Thursday, May 19, 2016
From the Dark Ages
So it's back to doing a little home recording, mixing and unnecessary fiddling. The equipment is not quite state of the art, a little primitive and pretty clunky. However I actually understand how most of it works, only having the refer to the manual every five minutes or so and then having a reasonable period of thinking time followed by giving up followed by starting again. Easy when you know how or just can't be bothered learning new stuff.
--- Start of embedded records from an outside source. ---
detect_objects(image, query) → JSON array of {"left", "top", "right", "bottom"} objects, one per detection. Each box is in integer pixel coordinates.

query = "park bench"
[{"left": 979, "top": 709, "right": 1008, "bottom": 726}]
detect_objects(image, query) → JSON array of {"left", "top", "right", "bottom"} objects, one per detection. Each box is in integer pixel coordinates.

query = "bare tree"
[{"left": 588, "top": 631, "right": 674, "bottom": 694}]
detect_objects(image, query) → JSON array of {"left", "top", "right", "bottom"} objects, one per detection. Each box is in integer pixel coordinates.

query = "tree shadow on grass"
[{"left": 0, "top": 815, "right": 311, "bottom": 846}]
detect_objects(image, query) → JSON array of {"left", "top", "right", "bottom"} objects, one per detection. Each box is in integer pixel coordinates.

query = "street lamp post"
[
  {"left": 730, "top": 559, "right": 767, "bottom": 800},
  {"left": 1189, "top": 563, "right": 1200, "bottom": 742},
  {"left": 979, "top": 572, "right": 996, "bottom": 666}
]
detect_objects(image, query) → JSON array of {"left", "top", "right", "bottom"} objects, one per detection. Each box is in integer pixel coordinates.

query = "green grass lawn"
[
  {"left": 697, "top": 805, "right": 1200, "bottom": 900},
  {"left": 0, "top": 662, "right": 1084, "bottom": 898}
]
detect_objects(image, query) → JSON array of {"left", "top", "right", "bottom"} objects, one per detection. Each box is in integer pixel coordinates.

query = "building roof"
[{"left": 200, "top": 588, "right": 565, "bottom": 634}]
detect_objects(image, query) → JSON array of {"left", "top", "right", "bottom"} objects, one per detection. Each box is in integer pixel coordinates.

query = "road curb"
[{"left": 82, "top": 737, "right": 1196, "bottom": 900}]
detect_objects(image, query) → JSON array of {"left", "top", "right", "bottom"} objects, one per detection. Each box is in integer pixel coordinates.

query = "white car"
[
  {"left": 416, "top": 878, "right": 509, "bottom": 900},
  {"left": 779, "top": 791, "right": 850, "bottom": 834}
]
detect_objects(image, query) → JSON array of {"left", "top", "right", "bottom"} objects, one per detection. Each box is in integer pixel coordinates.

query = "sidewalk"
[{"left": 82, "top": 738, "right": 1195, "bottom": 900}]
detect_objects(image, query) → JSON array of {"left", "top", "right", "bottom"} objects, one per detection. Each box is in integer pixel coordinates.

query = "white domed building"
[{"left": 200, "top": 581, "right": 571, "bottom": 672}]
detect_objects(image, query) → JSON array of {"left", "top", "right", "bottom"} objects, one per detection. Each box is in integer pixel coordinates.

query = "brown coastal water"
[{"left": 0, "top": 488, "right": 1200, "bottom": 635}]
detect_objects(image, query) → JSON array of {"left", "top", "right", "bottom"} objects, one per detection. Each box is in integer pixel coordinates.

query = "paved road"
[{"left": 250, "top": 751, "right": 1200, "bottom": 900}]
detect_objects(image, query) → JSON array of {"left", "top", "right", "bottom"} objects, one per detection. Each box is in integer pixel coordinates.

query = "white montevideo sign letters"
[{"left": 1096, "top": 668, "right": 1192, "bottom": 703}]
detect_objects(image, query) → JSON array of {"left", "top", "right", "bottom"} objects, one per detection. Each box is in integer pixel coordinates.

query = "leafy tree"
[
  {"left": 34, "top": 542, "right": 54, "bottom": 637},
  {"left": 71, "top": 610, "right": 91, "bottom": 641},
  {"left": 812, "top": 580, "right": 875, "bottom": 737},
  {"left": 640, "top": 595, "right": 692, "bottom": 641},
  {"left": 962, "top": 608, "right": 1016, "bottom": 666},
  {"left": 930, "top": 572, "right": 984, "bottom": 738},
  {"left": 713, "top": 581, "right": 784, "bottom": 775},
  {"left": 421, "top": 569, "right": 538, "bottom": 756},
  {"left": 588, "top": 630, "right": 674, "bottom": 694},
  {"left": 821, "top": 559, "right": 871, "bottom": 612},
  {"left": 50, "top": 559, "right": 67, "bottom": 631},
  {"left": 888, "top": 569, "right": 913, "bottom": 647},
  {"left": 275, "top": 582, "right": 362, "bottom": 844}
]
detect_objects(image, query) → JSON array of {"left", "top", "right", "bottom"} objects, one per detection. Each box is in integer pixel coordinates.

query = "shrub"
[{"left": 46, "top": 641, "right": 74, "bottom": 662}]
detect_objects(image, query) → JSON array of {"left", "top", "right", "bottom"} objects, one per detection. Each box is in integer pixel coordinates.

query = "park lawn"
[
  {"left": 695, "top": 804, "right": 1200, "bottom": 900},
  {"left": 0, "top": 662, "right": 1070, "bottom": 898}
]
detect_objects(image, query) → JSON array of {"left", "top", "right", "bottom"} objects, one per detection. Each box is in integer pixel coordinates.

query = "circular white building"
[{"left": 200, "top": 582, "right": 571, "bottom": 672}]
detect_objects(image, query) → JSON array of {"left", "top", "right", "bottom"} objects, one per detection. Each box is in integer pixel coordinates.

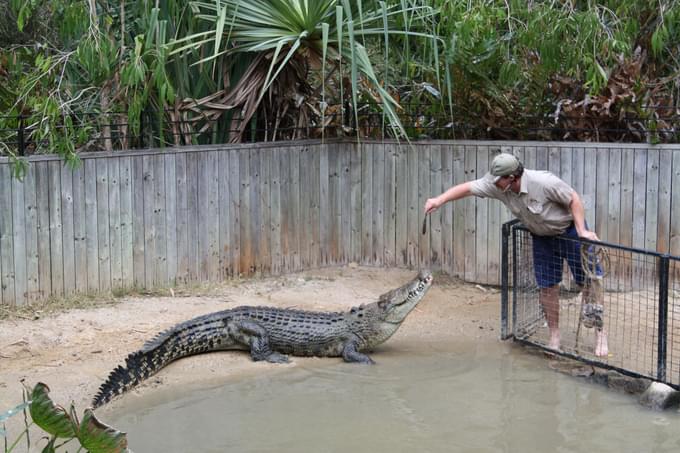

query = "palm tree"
[{"left": 167, "top": 0, "right": 436, "bottom": 141}]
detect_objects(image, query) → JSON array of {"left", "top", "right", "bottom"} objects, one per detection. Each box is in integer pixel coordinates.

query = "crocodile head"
[
  {"left": 346, "top": 271, "right": 433, "bottom": 350},
  {"left": 377, "top": 270, "right": 433, "bottom": 324}
]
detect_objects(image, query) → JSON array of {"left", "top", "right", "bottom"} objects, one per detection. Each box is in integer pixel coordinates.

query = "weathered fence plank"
[
  {"left": 119, "top": 156, "right": 133, "bottom": 288},
  {"left": 644, "top": 149, "right": 659, "bottom": 250},
  {"left": 152, "top": 154, "right": 168, "bottom": 286},
  {"left": 47, "top": 162, "right": 63, "bottom": 296},
  {"left": 669, "top": 151, "right": 680, "bottom": 256},
  {"left": 473, "top": 146, "right": 491, "bottom": 283},
  {"left": 163, "top": 154, "right": 178, "bottom": 284},
  {"left": 440, "top": 145, "right": 453, "bottom": 274},
  {"left": 0, "top": 165, "right": 17, "bottom": 305},
  {"left": 383, "top": 143, "right": 397, "bottom": 267},
  {"left": 256, "top": 149, "right": 272, "bottom": 274},
  {"left": 418, "top": 146, "right": 433, "bottom": 268},
  {"left": 452, "top": 145, "right": 472, "bottom": 278},
  {"left": 229, "top": 150, "right": 241, "bottom": 277},
  {"left": 61, "top": 165, "right": 76, "bottom": 294},
  {"left": 459, "top": 145, "right": 482, "bottom": 281},
  {"left": 23, "top": 166, "right": 39, "bottom": 303},
  {"left": 656, "top": 149, "right": 673, "bottom": 253},
  {"left": 142, "top": 156, "right": 160, "bottom": 288},
  {"left": 269, "top": 148, "right": 282, "bottom": 275},
  {"left": 9, "top": 168, "right": 28, "bottom": 305},
  {"left": 428, "top": 145, "right": 444, "bottom": 268},
  {"left": 83, "top": 159, "right": 98, "bottom": 294},
  {"left": 370, "top": 143, "right": 385, "bottom": 265},
  {"left": 333, "top": 143, "right": 353, "bottom": 263},
  {"left": 107, "top": 159, "right": 123, "bottom": 288}
]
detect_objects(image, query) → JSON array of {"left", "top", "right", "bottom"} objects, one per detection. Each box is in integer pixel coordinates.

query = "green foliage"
[{"left": 0, "top": 383, "right": 128, "bottom": 453}]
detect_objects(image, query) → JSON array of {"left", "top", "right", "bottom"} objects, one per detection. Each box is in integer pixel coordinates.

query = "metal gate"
[{"left": 501, "top": 220, "right": 680, "bottom": 389}]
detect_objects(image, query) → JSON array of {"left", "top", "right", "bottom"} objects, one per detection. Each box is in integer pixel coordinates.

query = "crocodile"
[{"left": 92, "top": 271, "right": 433, "bottom": 408}]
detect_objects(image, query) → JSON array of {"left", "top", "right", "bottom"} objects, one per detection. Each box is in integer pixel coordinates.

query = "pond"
[{"left": 104, "top": 340, "right": 680, "bottom": 453}]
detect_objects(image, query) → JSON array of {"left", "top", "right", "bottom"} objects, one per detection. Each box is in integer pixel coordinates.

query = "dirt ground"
[{"left": 0, "top": 266, "right": 500, "bottom": 418}]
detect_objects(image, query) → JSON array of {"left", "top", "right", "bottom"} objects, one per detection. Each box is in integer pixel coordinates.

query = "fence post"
[
  {"left": 17, "top": 114, "right": 26, "bottom": 156},
  {"left": 501, "top": 219, "right": 519, "bottom": 340},
  {"left": 501, "top": 222, "right": 510, "bottom": 340},
  {"left": 656, "top": 255, "right": 670, "bottom": 382}
]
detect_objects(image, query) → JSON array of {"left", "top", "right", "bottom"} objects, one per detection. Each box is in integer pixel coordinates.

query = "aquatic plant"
[{"left": 0, "top": 382, "right": 129, "bottom": 453}]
So the first step is to set up the already (live) recorded tracks, get them balanced and then add in some extra elements that will hopefully improve the whole sound, then mix and master and...we'll see how things progress.
Wednesday, May 18, 2016
National Savings and Local Complaints
Once again those pesky robots at Google have fiddled with my photographs in a rather high handed way and I've of course tacitly approved of their shoddy workmanship by adding it in as above. Still and so to speak; however irritating they may be they are not as bad as our own National Savings/Premium Bonds organisation who require you to register your details on-line, then print them and then post them off to them. WTF? Is this not 2016 and are they not fully digitally enabled as per our wonderful government's (woeful) promises? Apparently not quite.
P.S. I wholeheartedly apologise, I promise to buy some of your shit products and I need that million quid jackpot ASAP.